### Corpus Generation

After preprocessing, we want to generate text corpus for each document, which consists of a list of duplicated words.

<font color="blue"/>

### dsp:
  * You mean "potentially duplicated words"? The list may as well contain words that are not duplicated &#x1f609;

#### 1. Run 02-Preprocessing.ipynb first, to make sure preprocessing function can be invoked

In [30]:
%run 02-Preprocessing.ipynb

In [31]:
import os
import pickle
import time

#### 2. Generate Coupus for each document

- target_corpus: folder to save the corpus for each document (/spacy_corpus folder)
- source_folder: folder contain Pre-extracted TXT files (/txt_data folder)
- spacyFlag: default: True, if set as True, to use spacy preprocessing, otherwise using nltk preprocessing

In [None]:
def generateCorpus(target_corpus, source_folder, spacyFlag=True):
    if not os.path.exists(target_corpus):
        os.makedirs(target_corpus)
    
    #monitor the file process
    progress = 0
    progress_count = 0
    
    start_time = time.process_time()

    for root, dirs, files in os.walk(source_folder):
        file_count = len(files)
        for f in files:
            progress += 1
            progress_count += 1
            tokens = []
            
            try:
                with open(root+'/'+f) as fr:
                    text = fr.read()
                    if spacyFlag == False:
                        tokens = nltkPreprocessing(text)
                    if spacyFlag == True:
                        tokens = spacyPreprocessing(text)
            except:
                print('Error while processing file: ', f)
            
            
            with open(target_corpus+f, 'wb') as fw:
                    #use pickle library to dump list to file
                    pickle.dump(tokens, fw)

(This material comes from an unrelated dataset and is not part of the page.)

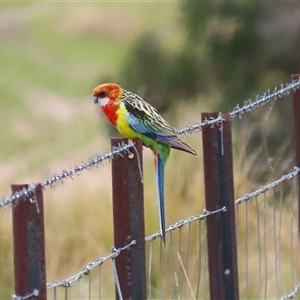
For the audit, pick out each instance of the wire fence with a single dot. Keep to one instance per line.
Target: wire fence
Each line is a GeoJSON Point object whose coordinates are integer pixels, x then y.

            if progress_count % 400 == 0:
                print('{0}% of total files has been processed'.format(round(progress/file_count*100), 2))
                print('running time: {0}'.format(time.process_time() - start_time))

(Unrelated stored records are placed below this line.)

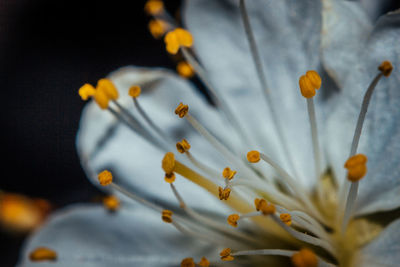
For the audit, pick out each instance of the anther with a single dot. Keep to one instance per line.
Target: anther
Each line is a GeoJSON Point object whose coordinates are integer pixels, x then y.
{"type": "Point", "coordinates": [177, 38]}
{"type": "Point", "coordinates": [286, 218]}
{"type": "Point", "coordinates": [184, 69]}
{"type": "Point", "coordinates": [181, 110]}
{"type": "Point", "coordinates": [154, 7]}
{"type": "Point", "coordinates": [43, 254]}
{"type": "Point", "coordinates": [105, 178]}
{"type": "Point", "coordinates": [253, 156]}
{"type": "Point", "coordinates": [356, 167]}
{"type": "Point", "coordinates": [188, 262]}
{"type": "Point", "coordinates": [183, 146]}
{"type": "Point", "coordinates": [305, 258]}
{"type": "Point", "coordinates": [232, 219]}
{"type": "Point", "coordinates": [386, 68]}
{"type": "Point", "coordinates": [135, 91]}
{"type": "Point", "coordinates": [309, 83]}
{"type": "Point", "coordinates": [227, 173]}
{"type": "Point", "coordinates": [226, 255]}
{"type": "Point", "coordinates": [111, 203]}
{"type": "Point", "coordinates": [166, 216]}
{"type": "Point", "coordinates": [224, 193]}
{"type": "Point", "coordinates": [204, 262]}
{"type": "Point", "coordinates": [86, 91]}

            if progress_count == file_count:
                print('all files has been processed')

<font color="blue"/>

### dsp:
  * The names `target_corpus` and `source_folder` seem to indicate that the first is some object/data structure while the second is a folder. That's confusing. Suggestion: Rename `target_corpus` to `corpus_folder`. Or maybe you find something even better.
  * For me the parameter order 1) source 2) target feels more natural, but this might depend on the context.
  * Flag parameters are always worth a second look. In your case you code depends on the NLTK even, when you do not use it. If it is a considerable option to add another pre-processing, you would need to change the type of `spacyFlag`. You might consider to pass the actual pre-processing functions (Signature: (str) -> (list(str))) as  a parameter, like: `def generateCorpus(source_folder, corpus_folder, preprocessor=spacy_preprocessing):`  and later `tokens = preprocessor(text)`.
  * What is the difference between `progress` and `progress_count`?
  * Are you sure, you want to store the tokens, even when there was an exception?  
  * Call `f` `file`. My eyes needed to jump around to understand what `f` stands for.
  * With `os.makedirs(name, exist_ok=True)` you don't need the existance check. (But that's a matter of taste.)
  * The comment `#use pickle library to dump list to file` before `pickle.dump(tokens, fw)` justs states the obvious to me.
  * "all files has" ~> "all files have"

Before running the snippets below, make sure those txt files are prepared. If not, go to [Convert JSON to TXT](01-Convert_JSON_to_TXT.ipynb). 

In [None]:
%%time
#please modify the path
# target_corpus = '/home/bit/ma0/LabShare/data/chui_ma/spacy_corpus/'
# source_folder = '/home/bit/ma0/LabShare/data/chui_ma/txt_data/'

#relative folder path
target_corpus = '../spacy_corpus/'
source_folder = '../txt_data/'

generateCorpus(target_corpus, source_folder)

<font color="blue"/>

### dsp:
  * Either concentrate the variables that need modification in a separate file or at the beginning of the Notebook.
  * The hint to "Convert JSON to TXT" is probably as well more natural at the beginning of the Notebook, as you did in the next Notebook.